The paper is unfortunately behind a paywall, but I will hit its highlights in a moment. The paper is significant for two reasons: First, PNAS is one of our leading journals, and this paper was peer reviewed (a so-called “Direct Submission”), unlike some papers in the journal which are contributed by NAS members and do not receive serious scientific scrutiny. (To its credit, in recent years PNAS has begun to limit what might be called vanity papers.)
Second, it adds importantly to a mountain of findings that glyphosate is potentially harmful to human health. In my Truthdig piece, I pointed out that while the question of whether glyphosate is a carcinogen continues to be debated—both in the scientific literature and in the courts—there is a lot of evidence that it has other potentially harmful effects on humans, animals, insects, microbes, the environment, and so forth.
Here are the basic findings of the new paper, taken first from the more technical abstract, and then in a summary accessible to non-scientific readers:
Abstract:
“The advent of herbicide-tolerant genetically modified (GM) crops spurred rapid and widespread use of the herbicide glyphosate throughout US agriculture. In the two decades following GM-seeds’ introduction, the volume of glyphosate applied in the United States increased by more than 750%. Despite this breadth and scale, science and policy remain unresolved regarding the effects of glyphosate on human health. We identify the causal effect of glyphosate exposure on perinatal health by combining 1) county-level variation in glyphosate use driven by 2) the timing of the GM technology and 3) differential geographic suitability for GM crops. Our results suggest the introduction of GM seeds and glyphosate significantly reduced average birthweight and gestational length. While we find effects throughout the birthweight distribution, low expected-weight births experienced the largest reductions: Glyphosate’s birthweight effect for births in the lowest decile is 12 times larger than that in the highest decile. Together, these estimates suggest that glyphosate exposure caused previously undocumented and unequal health costs for rural US communities over the last 20 years.”
Significance:
“While the herbicide glyphosate is the most commonly used herbicide globally, the effects of glyphosate exposure on human health and the environment remain unclear—particularly in more developed countries, where glyphosate exposure is often considered low. Using spatiotemporal variation in the adoption of glyphosate-resistant crops, we document significant adverse perinatal health effects due to increased glyphosate exposure in the rural United States. Further, historically disadvantaged groups disproportionately bear these health effects. These results conflict with current regulatory guidance, suggest current regulations may be inadequate, and highlight the need to improve pesticide use and exposure monitoring.”

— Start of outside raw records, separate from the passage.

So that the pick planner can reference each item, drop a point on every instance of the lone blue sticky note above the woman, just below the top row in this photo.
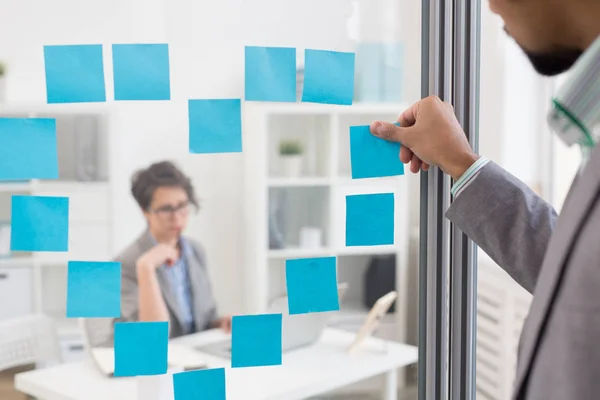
(215, 126)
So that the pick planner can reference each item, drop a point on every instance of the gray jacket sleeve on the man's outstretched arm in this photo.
(507, 220)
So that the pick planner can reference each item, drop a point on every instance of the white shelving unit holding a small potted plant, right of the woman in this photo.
(314, 199)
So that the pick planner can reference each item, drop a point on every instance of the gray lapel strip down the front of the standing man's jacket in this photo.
(576, 207)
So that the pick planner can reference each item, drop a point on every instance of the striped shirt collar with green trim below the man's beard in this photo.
(576, 107)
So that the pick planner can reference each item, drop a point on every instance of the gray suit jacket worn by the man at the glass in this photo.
(555, 258)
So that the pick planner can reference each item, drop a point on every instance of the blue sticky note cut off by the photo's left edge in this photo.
(28, 149)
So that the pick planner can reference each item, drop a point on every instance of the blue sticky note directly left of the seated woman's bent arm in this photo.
(93, 289)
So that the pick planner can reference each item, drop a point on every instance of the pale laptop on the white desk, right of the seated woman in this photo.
(298, 330)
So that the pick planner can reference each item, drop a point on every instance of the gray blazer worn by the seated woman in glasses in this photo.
(204, 306)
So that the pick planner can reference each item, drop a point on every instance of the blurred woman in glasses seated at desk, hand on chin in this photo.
(164, 273)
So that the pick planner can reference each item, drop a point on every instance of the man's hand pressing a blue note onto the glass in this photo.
(430, 135)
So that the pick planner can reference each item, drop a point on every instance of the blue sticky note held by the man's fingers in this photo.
(371, 156)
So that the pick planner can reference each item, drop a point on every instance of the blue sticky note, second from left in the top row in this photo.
(141, 71)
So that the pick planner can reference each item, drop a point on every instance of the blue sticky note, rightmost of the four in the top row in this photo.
(328, 77)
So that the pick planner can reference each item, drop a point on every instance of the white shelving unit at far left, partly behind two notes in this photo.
(36, 282)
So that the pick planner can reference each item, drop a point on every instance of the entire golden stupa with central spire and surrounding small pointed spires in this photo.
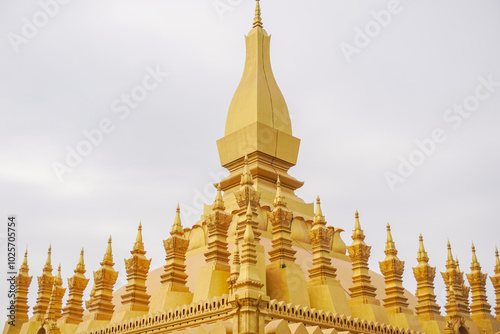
(261, 260)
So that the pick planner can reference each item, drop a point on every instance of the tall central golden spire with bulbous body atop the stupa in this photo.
(258, 122)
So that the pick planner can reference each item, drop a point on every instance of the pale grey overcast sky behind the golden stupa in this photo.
(364, 82)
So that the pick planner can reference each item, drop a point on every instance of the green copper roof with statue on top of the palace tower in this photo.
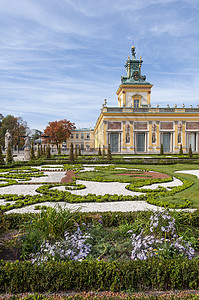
(133, 71)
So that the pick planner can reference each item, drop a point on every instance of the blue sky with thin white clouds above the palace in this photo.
(59, 59)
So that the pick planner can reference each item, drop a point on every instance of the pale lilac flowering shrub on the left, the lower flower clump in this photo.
(72, 247)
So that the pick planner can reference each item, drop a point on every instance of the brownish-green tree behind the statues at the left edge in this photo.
(17, 128)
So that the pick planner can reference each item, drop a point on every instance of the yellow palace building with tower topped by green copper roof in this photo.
(135, 127)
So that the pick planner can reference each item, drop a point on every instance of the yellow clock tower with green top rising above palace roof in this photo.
(134, 90)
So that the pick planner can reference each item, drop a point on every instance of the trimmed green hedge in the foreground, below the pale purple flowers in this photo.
(22, 277)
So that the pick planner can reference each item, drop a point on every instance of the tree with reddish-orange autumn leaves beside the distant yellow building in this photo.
(59, 131)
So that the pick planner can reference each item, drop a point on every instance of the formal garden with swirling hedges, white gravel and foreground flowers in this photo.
(118, 228)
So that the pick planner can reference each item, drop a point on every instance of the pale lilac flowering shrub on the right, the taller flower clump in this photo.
(162, 240)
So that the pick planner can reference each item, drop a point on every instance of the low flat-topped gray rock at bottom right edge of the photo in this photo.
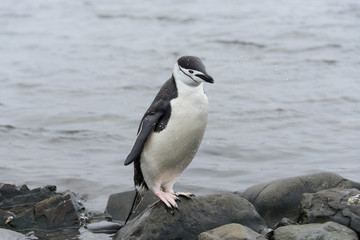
(325, 231)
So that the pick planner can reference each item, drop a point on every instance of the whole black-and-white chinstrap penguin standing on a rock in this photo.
(170, 132)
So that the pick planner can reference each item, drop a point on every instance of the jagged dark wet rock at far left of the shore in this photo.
(37, 209)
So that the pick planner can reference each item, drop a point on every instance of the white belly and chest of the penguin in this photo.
(166, 154)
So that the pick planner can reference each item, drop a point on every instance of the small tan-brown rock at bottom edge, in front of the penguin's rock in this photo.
(233, 231)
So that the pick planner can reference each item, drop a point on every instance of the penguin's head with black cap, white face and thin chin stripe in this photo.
(191, 71)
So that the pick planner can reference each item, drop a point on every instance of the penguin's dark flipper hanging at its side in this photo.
(146, 126)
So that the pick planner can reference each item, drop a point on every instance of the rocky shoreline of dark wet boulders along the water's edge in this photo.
(320, 206)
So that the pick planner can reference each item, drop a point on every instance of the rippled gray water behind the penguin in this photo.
(77, 76)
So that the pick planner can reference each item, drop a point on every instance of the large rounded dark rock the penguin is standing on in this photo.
(196, 215)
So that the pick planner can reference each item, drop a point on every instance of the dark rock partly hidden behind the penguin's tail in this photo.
(119, 204)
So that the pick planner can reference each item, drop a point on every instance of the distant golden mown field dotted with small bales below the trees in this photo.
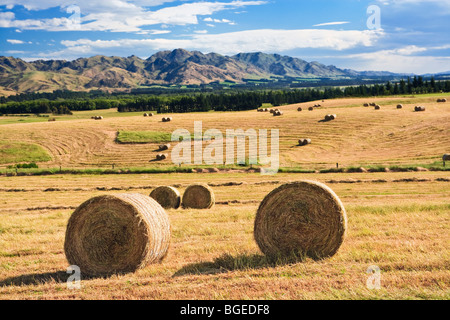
(358, 137)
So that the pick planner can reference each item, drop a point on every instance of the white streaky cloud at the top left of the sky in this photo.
(118, 15)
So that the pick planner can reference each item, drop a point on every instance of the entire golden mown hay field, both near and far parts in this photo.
(398, 221)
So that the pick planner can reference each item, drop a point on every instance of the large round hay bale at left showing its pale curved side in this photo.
(117, 234)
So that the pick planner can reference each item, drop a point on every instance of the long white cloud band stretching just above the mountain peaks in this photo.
(267, 40)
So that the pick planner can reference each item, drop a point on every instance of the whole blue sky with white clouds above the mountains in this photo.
(409, 36)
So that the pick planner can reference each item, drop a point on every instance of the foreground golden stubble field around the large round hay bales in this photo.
(400, 226)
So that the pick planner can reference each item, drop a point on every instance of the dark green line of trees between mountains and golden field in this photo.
(232, 100)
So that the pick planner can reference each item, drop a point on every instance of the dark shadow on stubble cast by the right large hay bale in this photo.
(228, 263)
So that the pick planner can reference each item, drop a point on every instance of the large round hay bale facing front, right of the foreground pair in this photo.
(304, 218)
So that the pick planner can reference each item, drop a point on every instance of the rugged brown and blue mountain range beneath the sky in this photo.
(178, 66)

My former colleague Erik Stokstad at Science, where I was a correspondent for 25 years, also published a very good summary of the findings in that journal, which I recommend reading for those who do not have access to PNAS. Erik ran the paper past several environmental scientists who were not involved with the study, and all of them clearly took it seriously.
As I discuss in the Truthdig piece, and as other journalists have documented over many years now, the scientific data calling into question glyphosate’s safety have continued to mount despite strenuous efforts by manufacturers like Monsanto (now owned by Bayer) and proven industry front organizations (eg Genetic Literacy Project and the American Council on Science and Health, among others) to obfuscate what the science says.
There seems little doubt that will continue, even though the Environmental Protection Agency and other regulatory agencies in the U.S., Europe, and elsewhere continue to do little to protect the public. I will update this story from time to time, as new evidence emerges that is worth making note of.